Verkaufsoffener Sonntag: Hunderttausende in der City
VON UWE REIMANN - zuletzt aktualisiert: 30.03.2009 - 07:19Düsseldorf (RPO). Fünf Stunden lang trotzten die Kauflustigen am vergangenen Sonntag den schlechten Nachrichten. Der Einzelhandel ist sehr zufrieden: Die Krise ist noch nicht in den Geschäften angekommen. Vor allem die Frühjahrsmode sorgt für hohe Umsätze.
Wer geglaubt hatte, nach den schlechten wirtschaftlichen Nachrichten bliebe die Stadt eher leer, sah sich getäuscht: Hunderttausende drängelten sich in Innenstadt, Altstadt und Golzheim.
Die Rheinbahn hatte extra zum "Auftakt ins neue Jahr", wie es Einzelhandelsverbandsreferent Rainer Gallus beschrieb, mehrere Rheinbahnlinien in die City verstärkt. Das war auch bitter nötig.
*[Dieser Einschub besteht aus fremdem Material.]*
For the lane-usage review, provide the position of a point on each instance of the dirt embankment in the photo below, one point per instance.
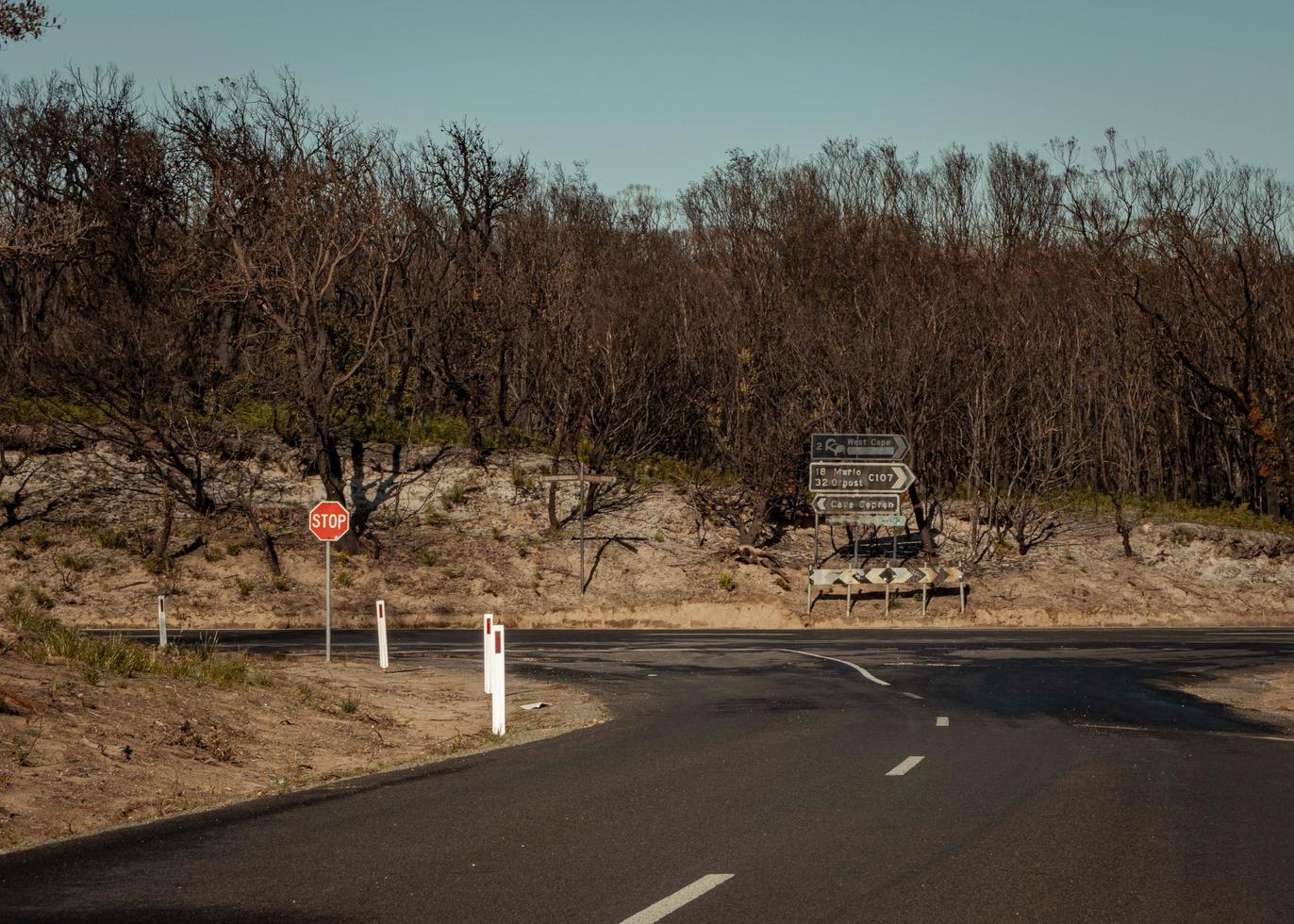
(83, 752)
(467, 538)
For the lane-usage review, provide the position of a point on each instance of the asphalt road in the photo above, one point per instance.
(924, 777)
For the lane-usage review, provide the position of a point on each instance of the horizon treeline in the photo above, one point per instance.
(1039, 323)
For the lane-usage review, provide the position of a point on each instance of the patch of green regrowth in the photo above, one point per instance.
(76, 565)
(42, 638)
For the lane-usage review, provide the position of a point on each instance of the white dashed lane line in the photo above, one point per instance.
(904, 767)
(671, 903)
(865, 672)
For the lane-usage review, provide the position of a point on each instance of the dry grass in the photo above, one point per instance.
(42, 638)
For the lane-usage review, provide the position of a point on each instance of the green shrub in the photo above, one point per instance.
(41, 636)
(457, 493)
(78, 565)
(110, 538)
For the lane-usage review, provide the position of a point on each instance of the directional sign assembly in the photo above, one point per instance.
(851, 478)
(883, 447)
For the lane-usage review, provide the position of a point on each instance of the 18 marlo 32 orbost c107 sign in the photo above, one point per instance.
(852, 478)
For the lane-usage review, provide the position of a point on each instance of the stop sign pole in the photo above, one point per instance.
(329, 521)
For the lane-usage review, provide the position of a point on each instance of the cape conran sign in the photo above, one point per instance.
(853, 478)
(856, 503)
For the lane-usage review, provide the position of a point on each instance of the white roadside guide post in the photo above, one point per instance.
(383, 659)
(488, 647)
(497, 691)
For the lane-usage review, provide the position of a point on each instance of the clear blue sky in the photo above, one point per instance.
(656, 91)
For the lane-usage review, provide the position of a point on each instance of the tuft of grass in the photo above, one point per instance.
(110, 538)
(76, 565)
(41, 638)
(457, 493)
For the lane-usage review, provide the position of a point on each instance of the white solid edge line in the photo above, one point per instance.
(865, 672)
(671, 903)
(904, 767)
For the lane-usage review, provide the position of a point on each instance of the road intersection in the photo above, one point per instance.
(804, 775)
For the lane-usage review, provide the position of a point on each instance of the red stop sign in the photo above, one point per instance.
(329, 520)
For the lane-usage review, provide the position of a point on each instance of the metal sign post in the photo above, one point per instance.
(329, 521)
(581, 479)
(859, 479)
(327, 601)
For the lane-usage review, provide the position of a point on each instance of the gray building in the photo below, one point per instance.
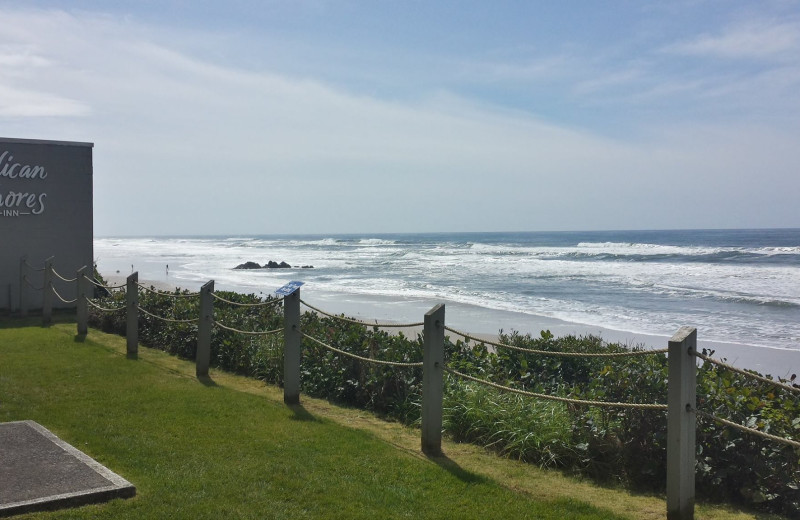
(45, 211)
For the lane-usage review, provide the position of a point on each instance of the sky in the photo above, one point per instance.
(316, 117)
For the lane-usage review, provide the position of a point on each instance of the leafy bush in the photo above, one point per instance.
(616, 445)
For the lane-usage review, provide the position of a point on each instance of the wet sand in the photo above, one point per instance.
(486, 323)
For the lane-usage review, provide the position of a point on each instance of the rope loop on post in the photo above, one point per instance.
(606, 404)
(359, 322)
(361, 358)
(28, 282)
(61, 297)
(556, 353)
(68, 280)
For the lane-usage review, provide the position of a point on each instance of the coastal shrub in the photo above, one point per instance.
(534, 431)
(613, 445)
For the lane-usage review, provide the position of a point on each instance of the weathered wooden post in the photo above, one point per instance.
(23, 303)
(203, 356)
(292, 346)
(81, 306)
(47, 292)
(132, 306)
(681, 424)
(432, 381)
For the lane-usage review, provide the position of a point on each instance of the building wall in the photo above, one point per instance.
(45, 210)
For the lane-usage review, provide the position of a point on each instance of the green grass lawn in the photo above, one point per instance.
(229, 448)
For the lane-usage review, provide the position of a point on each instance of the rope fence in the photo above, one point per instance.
(167, 293)
(108, 287)
(361, 358)
(251, 333)
(359, 322)
(557, 353)
(170, 320)
(748, 374)
(607, 404)
(745, 429)
(682, 367)
(61, 297)
(68, 280)
(29, 284)
(104, 309)
(260, 304)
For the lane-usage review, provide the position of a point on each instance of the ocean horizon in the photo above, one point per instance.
(739, 287)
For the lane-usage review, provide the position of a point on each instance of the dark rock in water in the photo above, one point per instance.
(272, 264)
(248, 265)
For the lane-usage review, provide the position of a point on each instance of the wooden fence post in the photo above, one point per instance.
(47, 292)
(292, 346)
(203, 356)
(681, 424)
(132, 305)
(23, 303)
(432, 381)
(81, 307)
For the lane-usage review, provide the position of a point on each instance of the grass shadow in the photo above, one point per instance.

Kö, Schadowstraße, Wehrhahn, dazu alle Straßen und Gassen der Altstadt waren voll von Besuchern.
"Meine Erwartungen für diesen Tag sind deutlich übertroffen worden", sagt Marc Röseler, Geschäftsführer von C & A. Er profitiert von dem gestrigen Run auf die Frühjahrsmode. Traditionell kommen die neuen Kleidungs-Kollektionen im Frühjahr, vor Ostern, dann wenn die Tage länger und heller werden. Ob Warenhäuser, Einzelhändler oder Boutiquen: Alle bestätigten gestern diesen Trend zu Textilien.
Mit Muße und ohne Hektik
Karstadt-Geschäftsführer Christof Sattler war ebenfalls sehr zufrieden – so richtig aber erst ab 15 Uhr. "Da kamen die Besucher in großen Massen." Viele hätten am Nachmittag mit Muße und keinerlei Hektik gekauft. Gekauft, nicht nur geguckt. "Positiv war, dass viele sich informierten und sich dann auch zum Kauf entschieden", sagt Sattler.
Der Einzelhandelsverbandsvorsitzende und Saturn-Geschäftsführer Dirk Henckel erkannte an dem "extrem vollen Sonntag" sogar einen der besten seiner Art. "Ich war positiv überrascht, wie wenig die schlechten Nachrichten über die wirtschaftliche Lage zu Kaufzurückhaltung geführt haben." Sein Beweis: Bereits nach zwei Stunden hatte seine Saturn-Filiale im Sevens an der Kö die Zielmarke für den gestrigen Tag erreicht.
Röseler hofft bei einem derart starken Sonntags-Shopping sogar auf mehr: die Wende zu einem auch in diesem Jahr erträglichen Geschäft. Die ersten drei Monate in diesem Jahr seien zufriedenstellend gewesen, jetzt hoffe man auf das Ostergeschäft.
Das scheint sich bei der Galeria Kaufhof an der Kö bereits anzukündigen. "Die Nachfrage lag natürlich bei den Textilien. Aber auch Ostergeschenke und Spielzeug waren sehr nachgefragt", sagt Geschäftsführer Günther Knie. Zurückhaltender beurteilt Claus Franzen, Vorsitzender der Interessengemeinschaft der Kö-Anlieger, den Sonntag. Seine Tendenz ganz klar: "Die Leute suchen ganz bewusst nach Qualität." Eine Einschätzung, die Dirk Henckel teilt: "Die Nachfrage nach der oberen Preisklasse ist da, außerdem die nach den preiswerteren Angeboten. Nur die Mittelklasse ist ein Problem."
Probleme, die Claus Franzen zumindest bei den Brautleuten nicht sieht. Zahlreiche Heiratswillige stürmen gerade jetzt im Frühling und ganz besonders gestern sein exklusives Geschäft an der Kö. "Viele erstellen sich ihre Hochzeitslisten, nach denen die Geschenke ausgesucht werden können."
Bei so viel Geschäftserfolg konnte auch die Polizei nur beipflichten. Die Parkhäuser waren voll – und: Keine großen Verkehrsprobleme, keine Staus, nur die sattsam bekannten Behinderungen durch U-Bahnbau und andere Baustellen in der Stadt.